Some animals do benefit from
photosynthesis, though they use symbiots to do the photosynthesizing and then
reap some of the benefit. These animals are cold blooded, with a lower level of
metabolism so that photosynthesis would make a greater impact than in warm-blooded
animals. Still, there has to be an evolutionary advantage for both members of
the symbiotic relationship or they wouldn’t do it. Complex animals can benefit
from photosynthesis.
Which brings us to another potentially useful
design feature, symbiotic relationships with animals that can do anything from
digest plastic (imagine a diet of flavored plastic pills) to absorb ultraviolet
radiation (useful once the ozone layer has been destroyed.
The truly great designer should also consider
that designing single-celled symbiots might be easier than designing new
features in already complex organisms. Small medical symbiots that complement
our white blood cells, processor symbiots that help us think (rocket science a
specialty), memory symbiots to improve recall, respiration symbiots that make
us all two hour marathon runners, etc. Think of the weakness and build a single
cell organism that can benefit from fixing it.

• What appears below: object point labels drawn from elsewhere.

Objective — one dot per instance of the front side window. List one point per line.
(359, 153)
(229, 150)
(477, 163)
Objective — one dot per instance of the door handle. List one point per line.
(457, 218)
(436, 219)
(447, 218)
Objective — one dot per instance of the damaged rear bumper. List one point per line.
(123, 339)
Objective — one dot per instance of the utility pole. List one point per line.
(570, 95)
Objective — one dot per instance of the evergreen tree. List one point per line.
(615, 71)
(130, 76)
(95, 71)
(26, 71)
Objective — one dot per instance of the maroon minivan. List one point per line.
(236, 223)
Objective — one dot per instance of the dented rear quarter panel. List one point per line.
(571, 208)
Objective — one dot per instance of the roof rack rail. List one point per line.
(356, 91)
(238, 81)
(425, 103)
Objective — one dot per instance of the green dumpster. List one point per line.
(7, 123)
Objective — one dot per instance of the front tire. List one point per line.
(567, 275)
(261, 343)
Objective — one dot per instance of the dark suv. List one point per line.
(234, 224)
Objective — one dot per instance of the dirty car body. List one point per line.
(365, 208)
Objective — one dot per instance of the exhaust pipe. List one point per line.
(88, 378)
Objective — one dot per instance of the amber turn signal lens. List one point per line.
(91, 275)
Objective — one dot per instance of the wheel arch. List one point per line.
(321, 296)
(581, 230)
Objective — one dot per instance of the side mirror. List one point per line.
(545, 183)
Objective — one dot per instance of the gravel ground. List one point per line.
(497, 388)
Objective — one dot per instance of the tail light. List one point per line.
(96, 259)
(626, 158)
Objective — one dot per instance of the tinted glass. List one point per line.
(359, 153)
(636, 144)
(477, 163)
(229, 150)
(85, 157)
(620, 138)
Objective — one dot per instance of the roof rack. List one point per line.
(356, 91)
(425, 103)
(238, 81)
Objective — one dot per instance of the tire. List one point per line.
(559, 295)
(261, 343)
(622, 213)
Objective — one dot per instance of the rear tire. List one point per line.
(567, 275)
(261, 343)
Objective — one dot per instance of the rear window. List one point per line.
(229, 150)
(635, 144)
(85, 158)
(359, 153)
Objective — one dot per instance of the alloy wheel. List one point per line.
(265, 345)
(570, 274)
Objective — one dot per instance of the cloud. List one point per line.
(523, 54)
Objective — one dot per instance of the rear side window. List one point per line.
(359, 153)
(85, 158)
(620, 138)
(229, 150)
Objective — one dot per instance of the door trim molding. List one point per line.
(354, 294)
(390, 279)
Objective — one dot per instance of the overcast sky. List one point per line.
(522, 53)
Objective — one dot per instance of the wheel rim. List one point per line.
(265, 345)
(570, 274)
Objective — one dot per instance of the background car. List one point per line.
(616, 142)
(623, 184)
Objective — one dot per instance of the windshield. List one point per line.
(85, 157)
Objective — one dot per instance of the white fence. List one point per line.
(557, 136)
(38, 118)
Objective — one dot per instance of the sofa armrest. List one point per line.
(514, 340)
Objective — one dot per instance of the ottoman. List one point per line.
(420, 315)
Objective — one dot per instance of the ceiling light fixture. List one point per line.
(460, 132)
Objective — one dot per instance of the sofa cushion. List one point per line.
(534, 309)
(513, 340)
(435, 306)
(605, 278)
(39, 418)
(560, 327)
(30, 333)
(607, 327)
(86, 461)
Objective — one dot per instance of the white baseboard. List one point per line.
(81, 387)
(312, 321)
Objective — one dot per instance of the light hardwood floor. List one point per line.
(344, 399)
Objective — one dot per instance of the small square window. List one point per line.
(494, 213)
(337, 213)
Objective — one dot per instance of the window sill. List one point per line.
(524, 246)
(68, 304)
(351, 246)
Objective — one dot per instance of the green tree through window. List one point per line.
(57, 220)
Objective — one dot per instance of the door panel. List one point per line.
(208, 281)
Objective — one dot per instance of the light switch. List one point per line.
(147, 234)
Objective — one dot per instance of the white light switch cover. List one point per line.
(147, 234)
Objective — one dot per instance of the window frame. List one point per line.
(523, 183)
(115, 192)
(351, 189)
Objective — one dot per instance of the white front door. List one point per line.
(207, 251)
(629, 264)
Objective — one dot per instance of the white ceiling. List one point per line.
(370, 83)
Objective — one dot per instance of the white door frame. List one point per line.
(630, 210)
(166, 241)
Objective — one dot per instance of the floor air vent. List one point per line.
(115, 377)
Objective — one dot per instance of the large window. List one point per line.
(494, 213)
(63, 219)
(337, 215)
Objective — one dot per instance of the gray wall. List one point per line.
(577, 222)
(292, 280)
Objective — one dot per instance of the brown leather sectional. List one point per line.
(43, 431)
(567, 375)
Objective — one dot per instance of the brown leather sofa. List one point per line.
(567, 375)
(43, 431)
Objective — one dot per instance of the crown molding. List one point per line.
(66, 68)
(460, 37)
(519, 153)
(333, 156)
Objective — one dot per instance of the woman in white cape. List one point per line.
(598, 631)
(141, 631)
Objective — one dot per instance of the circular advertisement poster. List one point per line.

And symbiots, biology suggests, can become
parts of the host creature over time. Organelles
such as mitochondria and chloroplasts could have originated as symbiotic
organisms.
These
adaptations would be useful on Earth, but in the near future, man will move
into that vast part of the Universe for which he is not adapted, either open
space or the surface of less friendly planets than Earth. Evolution won’t do much
for us there. Evolution works where the environment changes gradually and there
is time for successive generations to adapt to their new ecosystem. But that’s
OK, we have an intelligent designer on the job. He can handle this. It’s simply
genetic engineering. We need to take the abilities of extremophiles and graft
them onto Homo Sapiens.
So
what might our ancestors living on Mars, or in a station at some distant
Lagrangian point, look like?
On
Mars and other arid planets, maybe we will grow filters in our nostrils to
protect us from sandstorms. We would need vastly improved respiration, perhaps
the two pass system of birds, and metabolism that could keep us warm on the -50
degrees Kelvin of daytime Mars.
Our
eyes are adapted to visible light because that’s what our atmosphere allows in,
but someone living in space could be designed with the ability to see far into
the ultraviolet or infrared ranges. Other organs we could design would be
sensitive to magnetism or gravity.
Hibernation,
an ability I wish for every year when winter hits Western Canada, would be a
useful alternative to cryostasis. Do it like the tardigrads.
(A good engineer will use what is available rather than go to the trouble of
inventing something from scratch.) A generation ship full of hibernating humans
would be the ideal way of traveling between planets.
One
thing our Intelligent Designer would not do is turn us into robots. I’ll
justify that statement in a future article.